Gli insegnanti dovrebbero svolgere la loro funzione con passione e determinazione, proprio perché solo in tal modo i giovanissimi riusciranno a...
“Abbiamo fatto finta di non sapere che la vera ricerca della felicità attraversa quella dell’autenticità e della sobrietà. Tendere alla felicità implica una grande pretesa e cioè quella di vivere emozioni vere”.
E così molti genitori ai figli e molti insegnanti agli allievi hanno trasmesso la percezione che “le grandi emozioni siano pericolose, sabbie mobili dove è rischioso avventurarsi”, ribadisce lo psichiatra a gran voce.
Si prediligono la mediocrità e la banalità e non una bell’anima inquieta ed inquietante.
La cosa però più grave, sottolinea Crepet con grande determinazione, è che “sempre più l’educare appare disgiunto dall’emozionare”.
Nell’ambito della scuola una forma di comunicazione affettiva sembra essere sempre più lontana dal comune sentire, i legami affettivi appaiono controproducenti per l’apprendimento.
Ed allora ecco che ci si chiede come sia possibile educare senza una relazione, come si possa instaurare un rapporto con un bimbo senza alcuna comunicazione emotiva.
Gli insegnanti dovrebbero svolgere la loro funzione con passione e determinazione, proprio perché solo in tal modo i giovanissimi riusciranno a comprendere fino in fondo cosa significhi sentire le emozioni e ricercarle da adulti.
“Emozionare significa catalizzare le capacità, aiuta a far emergere il talento espressivo di un bambino o di un adolescente. Ogni progetto educativo dovrebbe tenere conto di questo semplice principio”, così dichiara Crepet senza indugio.

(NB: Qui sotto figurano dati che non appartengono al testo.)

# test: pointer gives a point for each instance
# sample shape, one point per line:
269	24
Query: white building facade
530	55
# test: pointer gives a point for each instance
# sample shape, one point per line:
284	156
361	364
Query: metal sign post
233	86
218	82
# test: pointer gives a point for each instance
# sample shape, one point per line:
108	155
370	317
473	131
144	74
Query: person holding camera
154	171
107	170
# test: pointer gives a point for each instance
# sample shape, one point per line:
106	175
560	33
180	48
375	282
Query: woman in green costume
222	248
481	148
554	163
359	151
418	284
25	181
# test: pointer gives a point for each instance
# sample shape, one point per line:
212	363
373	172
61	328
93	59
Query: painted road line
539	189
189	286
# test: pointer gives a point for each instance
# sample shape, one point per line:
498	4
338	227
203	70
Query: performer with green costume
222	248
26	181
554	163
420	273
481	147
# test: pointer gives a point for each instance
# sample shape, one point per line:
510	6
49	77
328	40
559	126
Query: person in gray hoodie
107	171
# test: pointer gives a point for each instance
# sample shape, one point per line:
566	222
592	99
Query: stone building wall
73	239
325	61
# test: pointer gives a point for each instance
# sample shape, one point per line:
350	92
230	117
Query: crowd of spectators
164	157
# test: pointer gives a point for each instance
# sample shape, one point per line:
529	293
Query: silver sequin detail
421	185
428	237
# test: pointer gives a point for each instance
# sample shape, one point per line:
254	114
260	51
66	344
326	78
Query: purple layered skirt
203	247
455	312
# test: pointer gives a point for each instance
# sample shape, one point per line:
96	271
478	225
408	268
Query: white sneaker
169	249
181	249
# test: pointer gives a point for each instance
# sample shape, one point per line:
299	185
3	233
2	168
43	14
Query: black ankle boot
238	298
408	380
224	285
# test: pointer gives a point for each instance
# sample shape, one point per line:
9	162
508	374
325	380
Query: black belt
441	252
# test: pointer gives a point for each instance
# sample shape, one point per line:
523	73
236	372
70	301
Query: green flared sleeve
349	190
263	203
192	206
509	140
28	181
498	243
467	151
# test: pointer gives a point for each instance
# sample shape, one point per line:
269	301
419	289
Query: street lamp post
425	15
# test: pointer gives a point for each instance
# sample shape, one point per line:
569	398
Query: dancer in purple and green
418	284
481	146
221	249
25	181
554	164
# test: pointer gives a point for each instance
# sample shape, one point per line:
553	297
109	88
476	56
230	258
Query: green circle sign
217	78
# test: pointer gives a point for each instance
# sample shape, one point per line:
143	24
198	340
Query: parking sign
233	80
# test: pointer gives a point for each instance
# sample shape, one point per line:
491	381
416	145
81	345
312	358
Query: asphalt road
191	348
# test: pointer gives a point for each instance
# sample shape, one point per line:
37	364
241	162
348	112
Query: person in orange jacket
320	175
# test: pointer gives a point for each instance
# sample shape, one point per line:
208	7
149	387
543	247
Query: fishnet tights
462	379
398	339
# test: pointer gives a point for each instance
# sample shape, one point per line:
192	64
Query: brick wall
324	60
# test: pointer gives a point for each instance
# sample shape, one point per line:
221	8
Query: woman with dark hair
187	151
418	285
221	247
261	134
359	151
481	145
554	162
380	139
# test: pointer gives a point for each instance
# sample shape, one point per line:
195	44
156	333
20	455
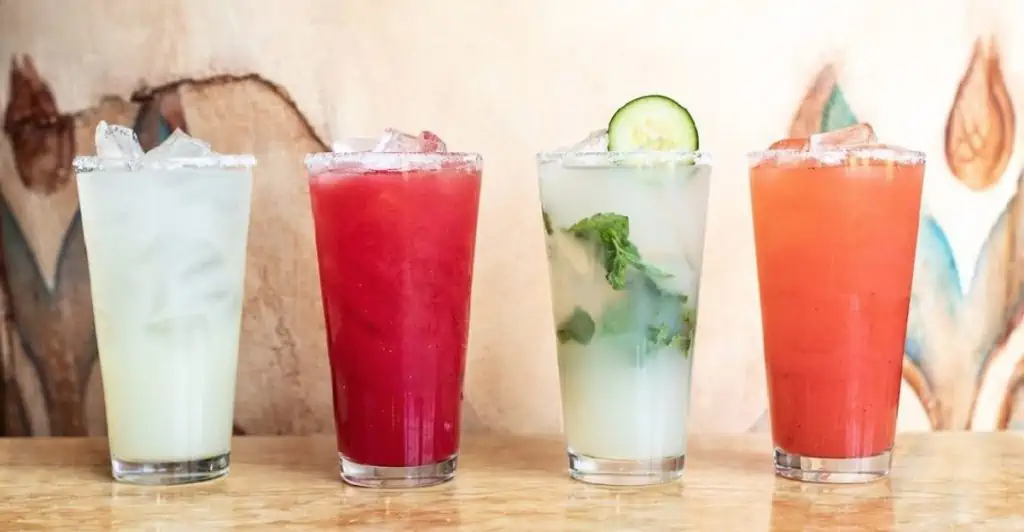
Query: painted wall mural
958	320
964	367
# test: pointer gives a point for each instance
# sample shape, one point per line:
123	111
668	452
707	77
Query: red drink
395	254
836	235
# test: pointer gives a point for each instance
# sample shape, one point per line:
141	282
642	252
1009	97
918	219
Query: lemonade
166	238
625	241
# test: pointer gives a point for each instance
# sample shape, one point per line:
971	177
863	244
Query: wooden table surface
942	481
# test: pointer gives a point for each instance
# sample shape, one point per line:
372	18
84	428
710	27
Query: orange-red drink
836	232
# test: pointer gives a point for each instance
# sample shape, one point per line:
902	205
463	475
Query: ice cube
791	143
394	141
354	144
115	141
179	145
853	136
595	141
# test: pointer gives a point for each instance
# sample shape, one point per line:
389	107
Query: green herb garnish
579	327
611	232
647	315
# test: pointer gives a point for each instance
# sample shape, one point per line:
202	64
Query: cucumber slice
652	123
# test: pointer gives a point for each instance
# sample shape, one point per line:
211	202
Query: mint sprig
580	327
611	232
657	317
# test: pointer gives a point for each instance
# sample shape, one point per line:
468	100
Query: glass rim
402	159
833	154
694	157
85	164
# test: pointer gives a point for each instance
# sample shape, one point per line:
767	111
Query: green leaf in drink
579	327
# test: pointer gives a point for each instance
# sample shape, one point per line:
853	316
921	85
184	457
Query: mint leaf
650	318
647	317
579	327
611	232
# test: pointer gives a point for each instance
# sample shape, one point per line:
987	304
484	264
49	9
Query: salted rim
609	158
401	160
84	164
837	156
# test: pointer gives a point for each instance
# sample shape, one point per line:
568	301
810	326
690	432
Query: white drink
625	352
166	249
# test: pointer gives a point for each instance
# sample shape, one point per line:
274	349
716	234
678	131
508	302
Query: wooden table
945	481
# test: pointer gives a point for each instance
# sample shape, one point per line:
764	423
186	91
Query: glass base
168	473
625	473
833	471
410	477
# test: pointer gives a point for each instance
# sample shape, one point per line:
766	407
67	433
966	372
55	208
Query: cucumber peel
652	123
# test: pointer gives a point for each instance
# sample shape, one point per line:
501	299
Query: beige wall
506	79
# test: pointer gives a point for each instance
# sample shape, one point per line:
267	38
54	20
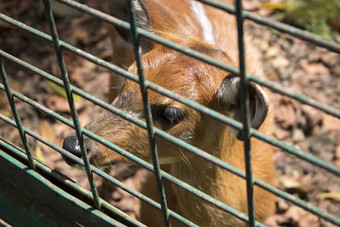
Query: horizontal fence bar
214	160
16	115
245	108
299	97
41	168
265	138
96	170
68	92
147	113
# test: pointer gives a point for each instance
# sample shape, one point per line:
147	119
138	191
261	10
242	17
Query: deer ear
229	98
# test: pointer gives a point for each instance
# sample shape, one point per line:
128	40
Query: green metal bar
139	161
244	93
94	169
308	157
147	112
302	98
254	134
41	168
296	32
214	160
70	100
16	115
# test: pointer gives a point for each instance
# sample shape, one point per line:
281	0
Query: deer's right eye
170	115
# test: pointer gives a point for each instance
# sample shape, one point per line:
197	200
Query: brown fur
200	82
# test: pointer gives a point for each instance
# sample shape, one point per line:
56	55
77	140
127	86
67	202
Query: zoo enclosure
15	156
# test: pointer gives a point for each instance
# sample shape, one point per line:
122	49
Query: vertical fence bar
147	112
16	116
70	100
246	113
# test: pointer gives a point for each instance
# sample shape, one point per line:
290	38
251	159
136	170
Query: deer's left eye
170	115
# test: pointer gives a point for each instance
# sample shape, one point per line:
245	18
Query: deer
211	32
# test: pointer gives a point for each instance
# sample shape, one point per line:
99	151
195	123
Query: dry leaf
335	196
38	153
6	112
330	122
46	130
276	6
61	92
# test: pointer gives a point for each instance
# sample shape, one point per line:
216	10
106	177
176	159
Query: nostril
71	144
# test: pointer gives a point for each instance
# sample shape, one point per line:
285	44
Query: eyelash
170	115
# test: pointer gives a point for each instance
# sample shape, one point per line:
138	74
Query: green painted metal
38	201
94	169
181	143
16	115
147	112
248	132
70	100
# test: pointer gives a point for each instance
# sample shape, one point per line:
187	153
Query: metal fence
98	204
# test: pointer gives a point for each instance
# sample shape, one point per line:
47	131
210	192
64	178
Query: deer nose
71	144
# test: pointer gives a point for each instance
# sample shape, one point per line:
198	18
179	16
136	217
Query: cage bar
70	100
245	126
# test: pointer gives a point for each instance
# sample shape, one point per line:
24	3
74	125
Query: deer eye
170	115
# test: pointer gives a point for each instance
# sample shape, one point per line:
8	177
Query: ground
290	62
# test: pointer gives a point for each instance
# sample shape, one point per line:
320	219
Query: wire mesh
152	131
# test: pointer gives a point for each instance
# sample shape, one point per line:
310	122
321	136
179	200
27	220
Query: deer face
183	75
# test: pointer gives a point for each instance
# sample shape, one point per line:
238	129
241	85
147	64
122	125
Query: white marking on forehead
204	21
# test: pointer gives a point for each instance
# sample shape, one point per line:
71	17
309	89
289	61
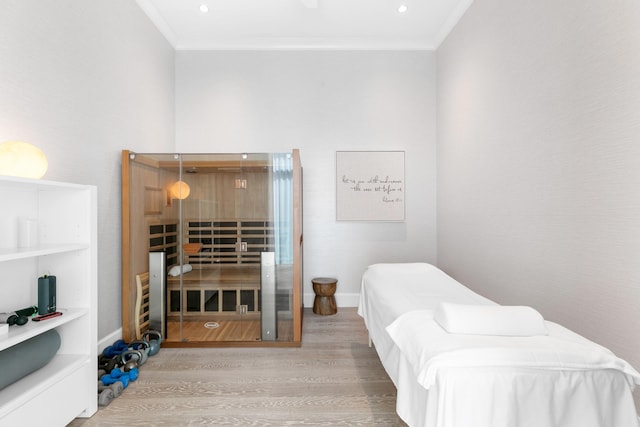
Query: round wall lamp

Tuttavia, i giovani sembrano aver perduto la dimensione del viaggio, non sembrano sentire l’esigenza di un’evasione vera: paradossalmente proprio loro che, come nessun’altra generazione precedente, possiedono mezzi di trasporto e finanziari per muoversi, in realtà manifestano una grande difficoltà all’idea di andare avanti, avendo paura di perdersi.
Si tratta di giovani che preferiscono immaginare il mondo più che conoscerlo.
Ciò determina un’attitudine a vivere la propria esistenza non con i propri occhi ma con quelli degli altri, filtrando le emozioni, tralasciando la passione nelle proprie azioni, continuando a percorrere il proprio cammino senza prefissarsi delle mete o degli obiettivi da perseguire ma solamente vagando senza valorizzare il percorso più che il traguardo: in tale prospettiva sembra difficile colmare quel vuoto esistenziale che tanti ragazzi si portano dentro e che tende a logorare le loro anime giorno dopo giorno, non riuscendo a vivere in prospettiva, all’insegna di un futuro da plasmare con le proprie mani e con il proprio impegno.
Occorre, quindi, riaccendere la speranza nei giovanissimi, trasmettendo loro quella passione ardente che non si spegne mai e che rappresenta una forza motrice ineguagliabile: una passione che permettere di guardare il mondo da un’altra prospettiva, senza porsi mai dei limiti, ma anzi stimolando una curiosità che ci rende propositivi e desiderosi di raggiungere dei risultati, di perseguire degli obiettivi, così che quella giusta motivazione possa indirizzare il cammino nella giusta direzione.